We have been migrating to .net core console app microservices. currently, each microservice works in a chain and puts messages in rabbitmq, then the next service picks a message from rabbitmq, processes it, then puts in another rabbitmq....we have around 9 services.
We are seeing issues where services fail and have no idea why, but often see problems with rabbitmq connections or network issues hitting the next server (some vm's have all services hosted on the same box, others are distributed between boxes) I've been looking at envoy proxy as it deals with the circuit breaker etc stuff and claims to have observability
However, I cannot find anywhere online that has anyone using envoy proxy with rabbitmq
Can envoy proxy be used with rabbitmq in this manner? Or does envoy proxy act as the queue?

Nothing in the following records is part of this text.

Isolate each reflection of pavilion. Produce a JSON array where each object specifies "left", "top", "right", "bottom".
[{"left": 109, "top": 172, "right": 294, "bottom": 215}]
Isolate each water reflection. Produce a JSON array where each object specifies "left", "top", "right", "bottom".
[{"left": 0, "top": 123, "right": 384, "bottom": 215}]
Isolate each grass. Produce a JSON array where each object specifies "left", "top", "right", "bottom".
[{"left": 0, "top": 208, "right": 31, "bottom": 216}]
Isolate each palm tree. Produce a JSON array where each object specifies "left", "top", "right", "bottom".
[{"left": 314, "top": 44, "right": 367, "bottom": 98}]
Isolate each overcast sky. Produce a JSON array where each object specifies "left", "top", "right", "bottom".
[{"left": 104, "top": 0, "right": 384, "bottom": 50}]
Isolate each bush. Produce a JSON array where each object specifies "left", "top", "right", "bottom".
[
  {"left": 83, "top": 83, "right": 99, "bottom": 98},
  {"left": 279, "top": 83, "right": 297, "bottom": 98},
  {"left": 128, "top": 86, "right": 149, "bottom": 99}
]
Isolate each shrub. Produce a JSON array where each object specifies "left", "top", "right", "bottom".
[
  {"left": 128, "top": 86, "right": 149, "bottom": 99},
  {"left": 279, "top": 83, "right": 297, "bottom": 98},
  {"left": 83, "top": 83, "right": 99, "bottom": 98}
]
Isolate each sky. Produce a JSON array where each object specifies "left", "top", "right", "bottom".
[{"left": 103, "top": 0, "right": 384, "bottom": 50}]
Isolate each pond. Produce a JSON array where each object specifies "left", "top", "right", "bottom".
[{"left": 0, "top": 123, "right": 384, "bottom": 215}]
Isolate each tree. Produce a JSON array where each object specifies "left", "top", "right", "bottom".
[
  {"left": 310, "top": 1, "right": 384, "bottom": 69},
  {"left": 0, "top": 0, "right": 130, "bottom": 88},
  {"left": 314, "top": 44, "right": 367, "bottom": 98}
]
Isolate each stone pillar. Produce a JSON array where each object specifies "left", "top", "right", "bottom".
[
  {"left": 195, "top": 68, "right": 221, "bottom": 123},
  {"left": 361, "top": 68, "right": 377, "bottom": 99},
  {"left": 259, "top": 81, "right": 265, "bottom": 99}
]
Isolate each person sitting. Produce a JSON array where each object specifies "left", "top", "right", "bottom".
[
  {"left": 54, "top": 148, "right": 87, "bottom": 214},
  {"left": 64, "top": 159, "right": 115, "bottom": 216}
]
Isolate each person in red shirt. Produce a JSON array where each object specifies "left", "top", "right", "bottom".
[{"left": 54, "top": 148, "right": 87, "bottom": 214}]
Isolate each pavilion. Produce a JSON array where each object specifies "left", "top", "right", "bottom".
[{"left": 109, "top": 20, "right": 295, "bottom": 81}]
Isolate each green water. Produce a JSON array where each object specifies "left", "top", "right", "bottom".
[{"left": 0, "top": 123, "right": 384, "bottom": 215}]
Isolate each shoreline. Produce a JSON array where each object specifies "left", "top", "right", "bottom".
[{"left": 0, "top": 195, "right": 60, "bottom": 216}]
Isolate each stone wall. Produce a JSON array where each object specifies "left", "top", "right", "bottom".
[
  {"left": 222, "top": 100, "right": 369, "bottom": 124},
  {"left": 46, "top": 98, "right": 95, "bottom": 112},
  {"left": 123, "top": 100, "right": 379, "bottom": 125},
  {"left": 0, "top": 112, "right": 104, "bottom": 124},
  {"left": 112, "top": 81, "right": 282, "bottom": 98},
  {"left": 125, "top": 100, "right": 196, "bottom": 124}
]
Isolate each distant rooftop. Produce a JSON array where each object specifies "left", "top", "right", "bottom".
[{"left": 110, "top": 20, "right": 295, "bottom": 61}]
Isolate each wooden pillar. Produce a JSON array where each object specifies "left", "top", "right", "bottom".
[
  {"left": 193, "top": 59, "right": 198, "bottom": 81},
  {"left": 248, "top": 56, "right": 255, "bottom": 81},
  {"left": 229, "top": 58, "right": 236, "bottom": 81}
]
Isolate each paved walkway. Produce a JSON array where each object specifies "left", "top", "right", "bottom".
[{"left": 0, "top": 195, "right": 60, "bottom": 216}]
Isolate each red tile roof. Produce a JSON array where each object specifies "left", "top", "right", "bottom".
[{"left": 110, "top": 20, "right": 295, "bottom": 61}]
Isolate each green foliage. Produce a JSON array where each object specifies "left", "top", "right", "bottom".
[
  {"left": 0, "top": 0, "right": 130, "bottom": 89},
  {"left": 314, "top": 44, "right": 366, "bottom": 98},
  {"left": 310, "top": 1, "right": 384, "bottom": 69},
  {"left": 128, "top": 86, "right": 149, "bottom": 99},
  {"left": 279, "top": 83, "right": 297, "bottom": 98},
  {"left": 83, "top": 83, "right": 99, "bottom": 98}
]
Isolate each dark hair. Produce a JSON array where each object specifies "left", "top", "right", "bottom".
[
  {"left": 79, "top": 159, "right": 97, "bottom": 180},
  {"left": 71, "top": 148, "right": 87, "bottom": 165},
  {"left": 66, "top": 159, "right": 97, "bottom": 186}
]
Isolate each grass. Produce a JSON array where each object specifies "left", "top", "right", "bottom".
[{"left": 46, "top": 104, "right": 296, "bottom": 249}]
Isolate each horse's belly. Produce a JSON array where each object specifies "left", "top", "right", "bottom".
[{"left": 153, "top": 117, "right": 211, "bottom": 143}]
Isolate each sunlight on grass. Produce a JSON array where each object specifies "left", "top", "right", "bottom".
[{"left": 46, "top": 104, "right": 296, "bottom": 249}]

We deal with about 4,000 messages a sec currently, and we need to process in near as real-time as possible.
Envoy does not act as the queue, so it can't replace your message-based communication system. It can, however, proxy traffic to/from the RabbitMQ servers to give you some bits of what you're looking for.
What you'd do is use the TCP Proxy capability to setup TCP reverse proxies to RabbitMQ. Then your servers should all connect to the Envoy proxy rather than directly to the message queue. Envoy's built in stats will then output metrics on the TCP connections (all the RabbitMQ protocols seem to be TCP) that it handles. It also does intrinsically support circuit breakers, timeouts, retries, etc, so you'll get all those. But you'll definitely have to tweak those to your particular deployment.
We've done this pattern multiple times at my company, just with Kafka rather than RabbitMQ. However, since they're both TCP based it should work similarly.